Volvió a casa dando un paseo y entró en el baño con el periódico debajo del brazo. Se bajó los pantalones, los calzoncillos, se sentó en la taza del váter y abrió sobre sus rodillas el periódico. Pasó rutinaria y ruidosamente las páginas buscando algo, pero ya estaba todo leído. Los suplementos los había dejado en la cafetería así que, a falta de otra cosa, se detuvo en los anuncios de contactos. “Sonia. 19 añitos. Te haré disfrutar como nunca. Griego profundo y francés tragando. Repite las veces que quieras”; “Amigas ninfómanas. Ven a visitarnos. Recibimos desnudas. Insaciables. Haremos realidad todas tus fantasías.” Al tercer anuncio ya estaba excitado, sorprendente. Terminó tan rápido como pudo su tarea principal y, tras limpiarse y tirar de la cadena, se fue a su habitación a continuar leyendo. “Alicia. Jovencita, 120 de pecho. Beso negro y francés natural. Penétrame”. No podía creerlo pero, aquellos anuncios, calcos unos de otros, le habían excitado hasta el punto de que, casi inconscientemente, había empezado a masturbarse. Pronto se le acabaron los anuncios destacados que venían acompañados de fotografía y tuvo que buscar entre los otros, más modestos y ordenados alfabéticamente, algo que mantuviese la tensión. Decían lo mismo: “Ana. 18 añitos. Te recibo sola en mi piso. Griego natural. Viciosa. También hoteles”. Pasó así desde Ana hasta Silvia, pasando por Elena y Marta y, cuando iba a deshacerse de placer, leyó: “Tania. Ven, te estoy esperando”. La erección se desplomó como un pájaro abatido pero el corazón siguió bombeando con fuerza.
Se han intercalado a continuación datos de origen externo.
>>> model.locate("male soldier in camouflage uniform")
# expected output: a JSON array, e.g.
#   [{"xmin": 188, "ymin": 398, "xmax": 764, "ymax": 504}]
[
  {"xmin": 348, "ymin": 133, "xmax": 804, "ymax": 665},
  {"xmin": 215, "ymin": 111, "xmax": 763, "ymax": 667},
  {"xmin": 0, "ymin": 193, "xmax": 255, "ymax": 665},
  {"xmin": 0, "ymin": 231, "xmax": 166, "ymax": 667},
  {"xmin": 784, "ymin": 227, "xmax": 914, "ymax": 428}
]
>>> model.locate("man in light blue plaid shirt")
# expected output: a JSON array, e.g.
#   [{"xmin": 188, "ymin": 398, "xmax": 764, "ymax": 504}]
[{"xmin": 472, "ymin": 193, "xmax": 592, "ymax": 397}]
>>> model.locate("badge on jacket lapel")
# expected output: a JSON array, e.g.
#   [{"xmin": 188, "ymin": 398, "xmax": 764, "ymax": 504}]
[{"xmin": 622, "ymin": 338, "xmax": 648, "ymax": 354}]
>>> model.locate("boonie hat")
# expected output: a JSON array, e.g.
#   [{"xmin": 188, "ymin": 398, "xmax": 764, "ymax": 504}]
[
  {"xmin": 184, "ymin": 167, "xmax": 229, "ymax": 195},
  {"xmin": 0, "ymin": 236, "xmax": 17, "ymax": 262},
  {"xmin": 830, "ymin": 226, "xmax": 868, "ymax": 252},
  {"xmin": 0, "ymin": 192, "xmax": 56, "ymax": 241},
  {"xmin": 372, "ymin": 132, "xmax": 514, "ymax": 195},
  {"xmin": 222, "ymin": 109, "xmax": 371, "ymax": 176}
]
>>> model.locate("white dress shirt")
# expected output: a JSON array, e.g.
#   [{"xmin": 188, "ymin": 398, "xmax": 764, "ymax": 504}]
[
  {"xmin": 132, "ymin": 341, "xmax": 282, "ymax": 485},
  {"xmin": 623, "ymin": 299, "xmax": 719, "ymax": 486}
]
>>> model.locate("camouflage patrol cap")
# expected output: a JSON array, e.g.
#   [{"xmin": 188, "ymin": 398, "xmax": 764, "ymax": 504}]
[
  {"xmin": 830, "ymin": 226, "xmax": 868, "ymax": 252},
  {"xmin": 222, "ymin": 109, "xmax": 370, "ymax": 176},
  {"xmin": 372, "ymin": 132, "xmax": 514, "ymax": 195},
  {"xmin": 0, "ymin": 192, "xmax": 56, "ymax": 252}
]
Tras el impacto inicial, se sentó en el borde de la cama y se dobló sobre si mismo para buscar su móvil en el bolsillo derecho. Lo encontró y marcó el número de Tania. Tras dos tonos, una voz familiar contestó:

- ¿Sí?
- ¿Tania? ¿Eres Tania?
- Si, soy yo.
- Tania, he visto tu anuncio en el periódico, yo también te he estado esperando Tania. Te he querido siempre. Siempre Tania.
- ¿Pedro?
- Si mi amor, mi vida, soy Pedro. Sé que tú también estabas esperándome. Te necesito Tania. Quiero escapar de mi vida. Odio esto.

Hubo un silencio. Después, Pedro escuchó a su mujer llorando al otro lado.